Sade contre Dieu, tout contre…

Dans le sillage de Sade moraliste, publié chez Droz en 2005, Jean-Baptiste Jeangène Vilmer poursuit son exploration de l’œuvre de Sade et la déconstruction du mythe dont elle s’est nimbée au fil des temps.

Que n’a-t-on déjà écrit à propos de l’athéisme forcené dont fit étalage le Divin Marquis tout au long de son existence ? Ses romans constituent sans doute l’un des plus longs blasphèmes jamais proféré dans l’histoire de la littérature. Jeangène Vilmer a examiné de plus près cette image d’Épinal du libertin injuriant, poing au ciel et bave aux lèvres, son soi-disant Créateur. Et sa conclusion réserve une surprise : Sade s’oppose finalement moins à la religion qu’il ne s’y arc-boute, afin d’en livrer une critique certes puissante, mais informée et, à certains égards même, tolérante !

À relire la biographie et la production de Sade, l’on mesure à quel point sa curiosité envers le fait religieux dans son ensemble était vaste. Il envisageait en effet la religion en esprit rationnel. S’il a peu voyagé afin de constater de visu les ravages de ce qu’il prétend dénoncer, il a par contre énormément lu sur le sujet (qu’il s’agisse des textes fondateurs, des exégèses ou de récits dépeignant les pratiques cultuelles d’autres civilisations). Qu’en retire-t-il ? Que ce n’est pas tant Dieu qui est à accuser que la façon dont les hommes imposent le respect de leur idole. L’athéisme sadien se veut donc plutôt un « antiecclésisme » radical, et sa mise en scène de la cruauté impitoyable une caricature du pouvoir.

Jeangène Vilmer articule les données biographiques à deux thèmes directeurs : la théologie (soit les dogmes, les sacrements, la foi et le sacré envisagé à l’aune du philosophe) et les mœurs (à travers la morale, le sexe, la politique, etc.). Cette approche, nourrie à la fois des textes littéraires mais aussi de la correspondance ou d’écrits mineurs, atteste à nouveau de la connaissance mobile et détaillée qu’à notre jeune chercheur de son sujet. Elle en offre aussi une analyse complète et novatrice, dépassant tout simplisme. Seul le laconisme d’une mention à l’abbé Meslier est à déplorer, car l’influence de cette figure aurait sans doute mérité d’être fouillée. Les dernières pages sont quant à elles salutaires : s’inscrivant dans l’actualité la plus immédiate de la réception du Marquis, elles écorniflent son image figée dans la pose du sataniste par une critique avide de sensation.
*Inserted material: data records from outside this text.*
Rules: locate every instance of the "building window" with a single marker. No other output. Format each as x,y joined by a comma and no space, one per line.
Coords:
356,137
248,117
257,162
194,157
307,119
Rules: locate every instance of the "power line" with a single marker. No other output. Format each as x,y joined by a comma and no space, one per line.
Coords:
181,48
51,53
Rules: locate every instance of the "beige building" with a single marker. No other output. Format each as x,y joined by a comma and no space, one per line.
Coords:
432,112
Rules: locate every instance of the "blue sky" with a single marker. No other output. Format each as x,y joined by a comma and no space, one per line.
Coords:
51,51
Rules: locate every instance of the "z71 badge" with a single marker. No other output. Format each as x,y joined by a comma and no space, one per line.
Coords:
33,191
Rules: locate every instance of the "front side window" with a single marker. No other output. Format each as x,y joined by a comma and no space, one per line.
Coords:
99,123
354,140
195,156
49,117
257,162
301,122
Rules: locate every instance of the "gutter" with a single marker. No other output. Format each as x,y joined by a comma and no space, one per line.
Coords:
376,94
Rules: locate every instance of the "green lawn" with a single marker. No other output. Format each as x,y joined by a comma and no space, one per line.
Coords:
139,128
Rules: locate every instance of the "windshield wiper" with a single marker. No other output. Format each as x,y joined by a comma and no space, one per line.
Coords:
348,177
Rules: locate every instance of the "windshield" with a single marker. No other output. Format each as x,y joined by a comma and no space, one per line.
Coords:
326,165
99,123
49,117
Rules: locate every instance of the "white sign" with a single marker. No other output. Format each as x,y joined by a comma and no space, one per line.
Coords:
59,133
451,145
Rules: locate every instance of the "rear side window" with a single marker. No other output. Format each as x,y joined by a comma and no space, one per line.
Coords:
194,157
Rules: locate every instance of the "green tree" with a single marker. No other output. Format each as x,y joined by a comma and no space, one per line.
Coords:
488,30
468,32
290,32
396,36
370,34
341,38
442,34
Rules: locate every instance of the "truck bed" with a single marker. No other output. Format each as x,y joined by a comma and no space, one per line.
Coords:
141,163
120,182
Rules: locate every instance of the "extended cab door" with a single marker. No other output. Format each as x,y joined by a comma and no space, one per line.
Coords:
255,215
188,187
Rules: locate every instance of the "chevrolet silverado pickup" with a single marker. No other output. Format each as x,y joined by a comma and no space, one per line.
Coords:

Jeangène Vilmer nous rapporte l’anecdote selon laquelle le Docteur Ramon, féru de phrénologie, aurait conclu de son examen des restes de l’auteur de Juliette : « Son crâne était en tous points semblables à celui d’un Père de l´Église. » Un fameux pied de nez à la postérité, que cet essai vient brillamment confirmer.

 

Frédéric SAENEN

 

Jean-Baptiste JEANGÈNE-VILMER, La Religion de Sade, Éditions de l’Atelier, 180 pp., 2008.